Deep sequencing and predictive modeling identified significant factors affecting editing efficiency, including RNA template (RTT) length, PBS length, and mutation position. Notably, edits proximal to the Cas9(nickase) cleavage site (±5 positions) demonstrated much higher efficiencies.

3. Large-Scale Dropout Screening and Data Analysis

The researchers applied the optimized platform to design a massive 240,000-epegRNA multiplexed dropout screening library, named STOPPR. The library included: - 130,000 epegRNAs to induce 129,696 nonsense mutations. - 90,000 matched “synonymous mutation” controls. - Additional “no edit” and “non-targeting” controls for experimental calibration.

Targeting the STOPPR library to K562 cell lines demonstrated that under the PEmaxKO conditions, the system could robustly generate phenotypically significant mutations related to dropout effects, particularly in essential genes crucial for cell growth.

4. Independent Validation and High-Throughput Applications

The functional impact of 10 nonsense mutations was independently validated, with phenotypic effects reproducing growth inhibition, and on-target sequences supporting the attribution of observed phenotypes to intended edits. Additionally, matched synonymous mutation control experiments further verified the platform’s specificity.

Experimental Results and Key Findings

The research achieved the following major breakthroughs: 1. High Efficiency and Precision: For certain mutations (e.g., +5 nonsense mutations), success rates reached 81%, with the accuracy of precise edits as high as 95%. 2. Phenotype-Specific Validation: Growth-inhibitory phenotypes associated with nonsense mutations were observed in 89.3% of targeted genes, demonstrating high specificity compared to controls. 3. Design Principles: Long RTTs, edits targeting earlier regions of genes, and anti-sense spacer designs yielded overall superior results.

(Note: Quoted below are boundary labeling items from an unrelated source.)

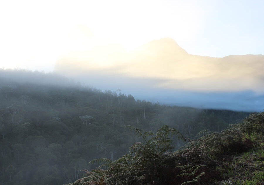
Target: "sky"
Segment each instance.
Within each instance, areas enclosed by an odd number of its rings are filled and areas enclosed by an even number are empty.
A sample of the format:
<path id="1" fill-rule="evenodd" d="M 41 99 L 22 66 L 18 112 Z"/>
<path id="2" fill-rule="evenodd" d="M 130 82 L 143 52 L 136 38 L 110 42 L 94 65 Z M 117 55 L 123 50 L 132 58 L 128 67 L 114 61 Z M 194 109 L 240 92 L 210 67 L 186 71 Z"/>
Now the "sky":
<path id="1" fill-rule="evenodd" d="M 264 54 L 263 9 L 262 0 L 1 1 L 0 68 L 51 72 L 73 51 L 167 37 L 192 54 Z"/>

Significance and Value of the Research

This work signifies a major advance in genome editing. By optimizing the Prime Editing platform, the study significantly improved editing efficiency and showcased the technology’s applicability in functional genomics. The experiments resolved a critical barrier—inefficient editing rates—and provided guiding principles for designing high-performing epegRNAs. Additionally, the ability to detect nonsense mutations in essential genes offers a vital tool for annotating gene functions and identifying disease-related mutations.

Highlights of the Research

  1. Technological Advancement: This is the first time Prime Editing has been adapted for large-scale, efficient screening workflows without requiring additional genome sequencing.
  2. Broad Applicability: The study quantitatively evaluated tens of thousands of genetic variants, paving the way for personalized medicine applications and gene function screening.
  3. Methodological Innovation: By optimizing the platform in an MMR-deficient background and incorporating high-throughput sensor libraries, the cost of data acquisition was significantly reduced.

Through this research, Prime Editing has made an important leap forward as a revolutionary tool in functional genomics. Further refinement of screening systems and adjustments for complex genomic backgrounds may enable artificial intelligence-assisted design models, advancing the precision of disease diagnostics and gene therapy.